WASHINGTON, D.C.- On Thursday the Heritage Foundation hosted Sen. Marco Rubio (R-FL) to speak on the topic of “Deep Fakes” followed by a panel discussion of experts. The event was moderated by Senior Research Fellow of Technology at Heritage, Klon Kitchen.
“We, in our political culture today, are largely a reactive nation," began the senator. "We react to things after they happen. Something bad happens and we react to it. This is an effort to get ahead of something, to sort of see what the capabilities are, see what the trends in society are, put them together and anticipate how bad actors could utilize technology and technologically advance in the years to come."

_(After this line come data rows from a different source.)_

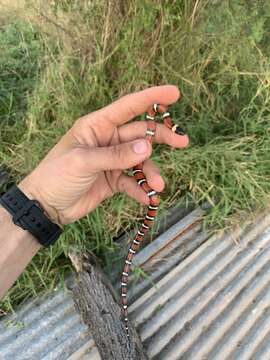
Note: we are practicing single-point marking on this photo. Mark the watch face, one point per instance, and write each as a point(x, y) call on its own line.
point(29, 215)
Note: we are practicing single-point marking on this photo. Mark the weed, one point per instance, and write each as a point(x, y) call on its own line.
point(93, 52)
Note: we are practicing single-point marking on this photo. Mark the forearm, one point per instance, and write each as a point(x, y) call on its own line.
point(17, 248)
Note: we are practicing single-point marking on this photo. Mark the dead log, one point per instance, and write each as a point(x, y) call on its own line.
point(95, 300)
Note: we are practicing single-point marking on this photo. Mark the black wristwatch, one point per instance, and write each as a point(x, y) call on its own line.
point(29, 215)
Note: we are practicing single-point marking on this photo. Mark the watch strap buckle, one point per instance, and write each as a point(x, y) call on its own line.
point(24, 211)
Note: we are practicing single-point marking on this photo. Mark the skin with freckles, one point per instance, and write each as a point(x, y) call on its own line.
point(86, 165)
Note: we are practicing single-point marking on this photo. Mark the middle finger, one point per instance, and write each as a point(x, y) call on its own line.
point(163, 135)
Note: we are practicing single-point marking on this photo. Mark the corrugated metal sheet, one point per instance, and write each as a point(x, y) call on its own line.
point(213, 303)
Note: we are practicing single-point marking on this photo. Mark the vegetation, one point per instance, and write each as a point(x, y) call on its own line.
point(65, 58)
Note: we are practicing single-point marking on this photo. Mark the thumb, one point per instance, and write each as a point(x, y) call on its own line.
point(119, 157)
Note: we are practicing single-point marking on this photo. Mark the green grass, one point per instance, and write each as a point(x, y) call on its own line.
point(67, 58)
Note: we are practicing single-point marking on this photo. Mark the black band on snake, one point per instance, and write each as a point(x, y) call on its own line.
point(153, 200)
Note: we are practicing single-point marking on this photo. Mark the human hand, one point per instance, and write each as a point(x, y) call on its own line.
point(86, 165)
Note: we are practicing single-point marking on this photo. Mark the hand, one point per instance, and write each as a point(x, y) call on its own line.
point(85, 166)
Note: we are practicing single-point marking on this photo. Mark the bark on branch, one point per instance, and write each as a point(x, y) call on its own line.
point(96, 302)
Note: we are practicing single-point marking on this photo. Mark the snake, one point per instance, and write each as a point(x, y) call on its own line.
point(155, 111)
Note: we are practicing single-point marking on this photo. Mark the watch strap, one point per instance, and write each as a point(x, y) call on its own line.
point(29, 215)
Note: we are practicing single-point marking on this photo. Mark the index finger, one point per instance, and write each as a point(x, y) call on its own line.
point(132, 105)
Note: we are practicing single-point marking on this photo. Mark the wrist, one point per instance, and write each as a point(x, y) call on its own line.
point(28, 187)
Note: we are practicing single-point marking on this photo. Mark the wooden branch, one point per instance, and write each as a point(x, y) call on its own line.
point(96, 302)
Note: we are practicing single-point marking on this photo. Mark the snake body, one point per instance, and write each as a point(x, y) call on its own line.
point(151, 115)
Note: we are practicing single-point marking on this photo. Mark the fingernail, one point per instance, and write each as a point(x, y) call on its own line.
point(140, 147)
point(180, 131)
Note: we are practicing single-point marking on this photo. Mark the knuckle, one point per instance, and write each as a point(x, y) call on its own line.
point(76, 161)
point(118, 153)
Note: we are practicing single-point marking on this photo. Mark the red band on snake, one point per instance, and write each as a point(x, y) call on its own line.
point(153, 200)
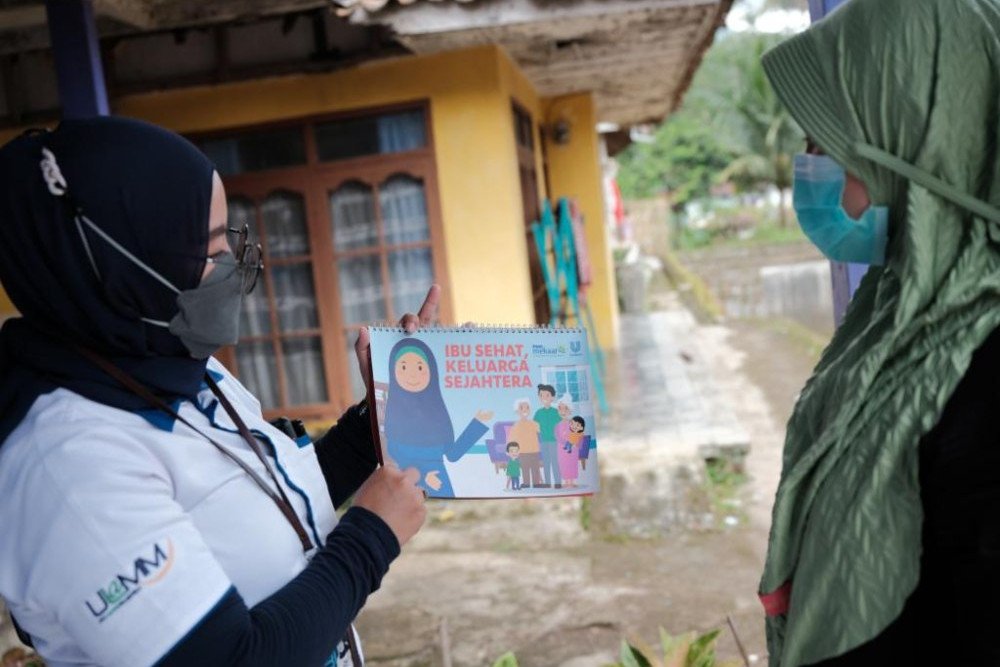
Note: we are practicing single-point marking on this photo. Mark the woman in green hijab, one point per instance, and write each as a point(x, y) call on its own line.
point(885, 542)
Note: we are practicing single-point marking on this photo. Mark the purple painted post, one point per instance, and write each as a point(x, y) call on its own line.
point(845, 277)
point(78, 58)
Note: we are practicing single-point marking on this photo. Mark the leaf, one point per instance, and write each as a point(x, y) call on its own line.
point(675, 655)
point(633, 657)
point(506, 660)
point(702, 651)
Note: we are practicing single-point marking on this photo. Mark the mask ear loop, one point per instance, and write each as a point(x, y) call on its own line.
point(58, 187)
point(56, 183)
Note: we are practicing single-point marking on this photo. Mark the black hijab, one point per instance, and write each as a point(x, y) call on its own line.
point(147, 188)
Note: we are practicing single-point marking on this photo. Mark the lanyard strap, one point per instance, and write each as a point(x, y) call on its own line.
point(279, 498)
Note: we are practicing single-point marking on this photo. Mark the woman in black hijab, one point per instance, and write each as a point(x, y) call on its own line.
point(113, 247)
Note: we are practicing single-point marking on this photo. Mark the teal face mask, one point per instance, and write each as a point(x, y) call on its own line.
point(816, 192)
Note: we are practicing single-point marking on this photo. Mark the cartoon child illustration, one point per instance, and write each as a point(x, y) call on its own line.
point(569, 433)
point(525, 433)
point(418, 429)
point(547, 418)
point(513, 466)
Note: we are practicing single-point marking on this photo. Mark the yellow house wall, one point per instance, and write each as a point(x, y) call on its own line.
point(470, 119)
point(479, 189)
point(470, 94)
point(575, 171)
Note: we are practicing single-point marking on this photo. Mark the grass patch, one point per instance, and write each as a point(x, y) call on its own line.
point(723, 487)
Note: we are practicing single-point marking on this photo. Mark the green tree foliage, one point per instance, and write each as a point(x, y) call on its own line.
point(684, 159)
point(731, 127)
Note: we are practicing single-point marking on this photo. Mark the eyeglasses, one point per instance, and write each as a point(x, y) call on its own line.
point(248, 258)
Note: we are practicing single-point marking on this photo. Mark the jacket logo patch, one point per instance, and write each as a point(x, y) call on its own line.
point(123, 587)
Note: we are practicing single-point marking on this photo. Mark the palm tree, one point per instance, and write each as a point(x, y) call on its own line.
point(762, 134)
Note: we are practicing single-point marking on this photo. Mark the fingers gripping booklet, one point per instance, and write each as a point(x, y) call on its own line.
point(486, 412)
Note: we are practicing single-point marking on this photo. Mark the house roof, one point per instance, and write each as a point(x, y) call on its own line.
point(636, 56)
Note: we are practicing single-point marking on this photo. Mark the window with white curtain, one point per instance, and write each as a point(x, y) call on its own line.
point(368, 256)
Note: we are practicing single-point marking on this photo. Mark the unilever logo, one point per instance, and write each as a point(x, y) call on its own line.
point(556, 350)
point(123, 587)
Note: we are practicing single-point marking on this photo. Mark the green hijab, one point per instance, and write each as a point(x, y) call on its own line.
point(906, 95)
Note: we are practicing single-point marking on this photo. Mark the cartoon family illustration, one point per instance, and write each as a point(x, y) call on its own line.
point(547, 443)
point(542, 449)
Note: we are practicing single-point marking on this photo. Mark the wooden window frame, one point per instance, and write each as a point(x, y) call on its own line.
point(314, 180)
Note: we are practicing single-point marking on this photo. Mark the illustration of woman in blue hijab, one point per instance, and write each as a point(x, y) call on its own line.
point(418, 429)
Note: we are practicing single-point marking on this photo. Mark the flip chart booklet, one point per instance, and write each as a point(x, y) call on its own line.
point(486, 412)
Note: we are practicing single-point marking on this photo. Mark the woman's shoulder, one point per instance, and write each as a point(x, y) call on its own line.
point(64, 434)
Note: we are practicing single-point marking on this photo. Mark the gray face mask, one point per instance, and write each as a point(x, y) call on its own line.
point(209, 315)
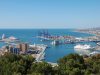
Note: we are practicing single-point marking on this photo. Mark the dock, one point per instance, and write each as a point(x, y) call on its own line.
point(68, 39)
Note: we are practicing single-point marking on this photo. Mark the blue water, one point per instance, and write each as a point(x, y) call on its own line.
point(54, 52)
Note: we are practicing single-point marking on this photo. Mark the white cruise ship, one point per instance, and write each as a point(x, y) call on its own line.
point(83, 47)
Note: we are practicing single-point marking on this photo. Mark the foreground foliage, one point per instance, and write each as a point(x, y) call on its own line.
point(72, 64)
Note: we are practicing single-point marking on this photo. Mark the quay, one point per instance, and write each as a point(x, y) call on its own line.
point(66, 39)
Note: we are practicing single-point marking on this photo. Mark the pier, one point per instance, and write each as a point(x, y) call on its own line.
point(67, 39)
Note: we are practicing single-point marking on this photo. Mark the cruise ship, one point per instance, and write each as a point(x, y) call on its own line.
point(83, 47)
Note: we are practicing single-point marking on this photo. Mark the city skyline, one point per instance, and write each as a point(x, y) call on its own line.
point(28, 14)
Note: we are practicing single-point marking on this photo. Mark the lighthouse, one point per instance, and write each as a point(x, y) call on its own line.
point(3, 36)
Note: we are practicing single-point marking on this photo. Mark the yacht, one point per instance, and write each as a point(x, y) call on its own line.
point(83, 47)
point(55, 42)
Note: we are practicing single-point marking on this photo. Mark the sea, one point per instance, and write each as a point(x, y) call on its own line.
point(53, 53)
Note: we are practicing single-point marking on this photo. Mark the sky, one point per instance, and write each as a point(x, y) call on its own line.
point(49, 14)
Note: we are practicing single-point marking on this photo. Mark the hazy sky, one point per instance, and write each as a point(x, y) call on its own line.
point(49, 13)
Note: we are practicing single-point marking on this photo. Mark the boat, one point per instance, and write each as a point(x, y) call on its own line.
point(83, 47)
point(94, 53)
point(55, 42)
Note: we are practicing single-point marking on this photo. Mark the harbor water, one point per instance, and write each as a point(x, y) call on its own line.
point(53, 53)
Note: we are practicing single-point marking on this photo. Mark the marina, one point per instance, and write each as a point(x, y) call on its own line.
point(52, 44)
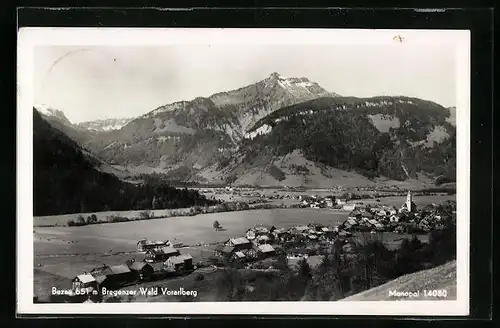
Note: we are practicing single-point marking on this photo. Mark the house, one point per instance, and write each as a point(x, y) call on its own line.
point(239, 256)
point(329, 202)
point(141, 269)
point(160, 254)
point(239, 243)
point(312, 237)
point(264, 229)
point(349, 207)
point(263, 239)
point(340, 202)
point(301, 229)
point(113, 276)
point(225, 250)
point(250, 234)
point(394, 218)
point(351, 221)
point(266, 250)
point(85, 281)
point(180, 263)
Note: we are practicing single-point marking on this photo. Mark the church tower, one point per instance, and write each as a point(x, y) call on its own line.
point(409, 201)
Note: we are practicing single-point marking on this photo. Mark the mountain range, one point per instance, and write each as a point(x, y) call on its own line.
point(278, 131)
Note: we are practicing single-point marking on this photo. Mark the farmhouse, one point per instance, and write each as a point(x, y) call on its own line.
point(349, 207)
point(141, 269)
point(113, 276)
point(266, 250)
point(239, 256)
point(262, 239)
point(85, 281)
point(144, 244)
point(250, 234)
point(239, 243)
point(160, 254)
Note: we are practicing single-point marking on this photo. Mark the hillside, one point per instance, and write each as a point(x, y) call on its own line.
point(104, 125)
point(443, 277)
point(68, 179)
point(396, 137)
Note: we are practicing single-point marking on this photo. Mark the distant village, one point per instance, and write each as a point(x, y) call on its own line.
point(163, 259)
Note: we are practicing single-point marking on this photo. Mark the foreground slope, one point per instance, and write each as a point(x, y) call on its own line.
point(443, 277)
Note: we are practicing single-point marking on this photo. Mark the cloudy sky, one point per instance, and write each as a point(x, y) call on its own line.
point(97, 82)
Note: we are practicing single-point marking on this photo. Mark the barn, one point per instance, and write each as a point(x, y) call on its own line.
point(141, 269)
point(239, 243)
point(114, 276)
point(160, 254)
point(180, 263)
point(266, 250)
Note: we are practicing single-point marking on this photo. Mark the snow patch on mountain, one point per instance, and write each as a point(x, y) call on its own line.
point(51, 112)
point(384, 123)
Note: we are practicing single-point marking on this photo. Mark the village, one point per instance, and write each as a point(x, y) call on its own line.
point(260, 245)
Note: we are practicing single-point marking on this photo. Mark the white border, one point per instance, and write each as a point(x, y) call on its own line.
point(28, 38)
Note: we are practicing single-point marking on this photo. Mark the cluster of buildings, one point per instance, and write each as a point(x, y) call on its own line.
point(160, 258)
point(384, 218)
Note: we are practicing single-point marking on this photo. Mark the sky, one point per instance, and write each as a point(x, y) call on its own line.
point(98, 82)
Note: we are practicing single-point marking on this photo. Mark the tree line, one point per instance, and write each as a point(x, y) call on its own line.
point(67, 180)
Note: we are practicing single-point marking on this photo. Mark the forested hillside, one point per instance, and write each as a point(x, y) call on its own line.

We are here to discuss “deep fakes,’ said Rubio. Ninety-nine percent of the American population probably doesn’t know what ‘deep fakes’ are according to Sen. Rubio, however they have been watching them for years in sci-fi movies. “But never before have we seen that kind of capability become available right off the shelf,” said Sen. Rubio. We are seeing trends in the 21st century and the weaponization of information.
Essentially ‘deep fakes’ are photos or videos generated, of a person, saying or doing something that said person never actually said or did.
“What we have never had in human history is the ability to disseminate information so rapidly, so instantaneously, and for it to have an impact on so many people, before you are capable of reacting to it...Now you can reach millions of people in seconds, and if it isn’t true by the time you knock it down false information can takes weeks or even months, or maybe never,” said Rubio.
“So what does that mean in the 21st century?” he asked.
This affects us in aspects of everyday life from job searches to national security. A disgruntled employee or competitor can post fake videos that could cripple a business, hurt potential employees chances at landing a job, or crush a political opponent.
A politician could similarly release a damaging video of his competitor to a media outlet. Imagine if this scenario occurred the night before an election. Denying the validity of that which was portrayed in a ‘fake video’ leaked to a media outlet, will most likely not stop a media outlet from running it.
“But what about a nation state…with capabilities that exceed that of any political party?” asked Rubio, bringing up the timely issue of Russia. “I know for a fact that the Russian federation at the command of Vladimir Putin tried to sow instability and chaos in American politics in 2016. Not necessarily, as some might report for purposes of electing one candidate over another. His primary goal was to ensure that the next president of the United States…would be facing a cloud of controversy for weeks and years to come…No matter who won that election we would be dealing with a Russia problem right now. Maybe a different one, but we would be dealing with one,” said the senator.
If someone could effectively get into the electoral system and change votes and registration, casting doubt upon the validity of the presidential election for a significant amount of the population, in addition to the potential for someone to release a fake video that could flip enough votes to cost a candidate an election.
“…You put all that together and what you have is not a threat to our elections, but a threat to our republic, a constitutional crisis unlike we have ever faced in the history of this country,” said Rubio.
“The capability to do all of this is real, it exists now, the willingness exists now, all that is missing is the execution, and we are not ready for it, we are not ready for it, not as people, not as a political branch, not as a media, not as country. We are not ready for this threat,” he warned.
“Maybe it will be Russia, they are the likeliest culprit, but it could be anybody…One of the ironies of the 21stcentury is that technology has made it cheaper than ever to be bad."
A very realistic fake video has the potential to “undermine our elections” and throw our country into great crisis, Rubio warned in his parting thoughts.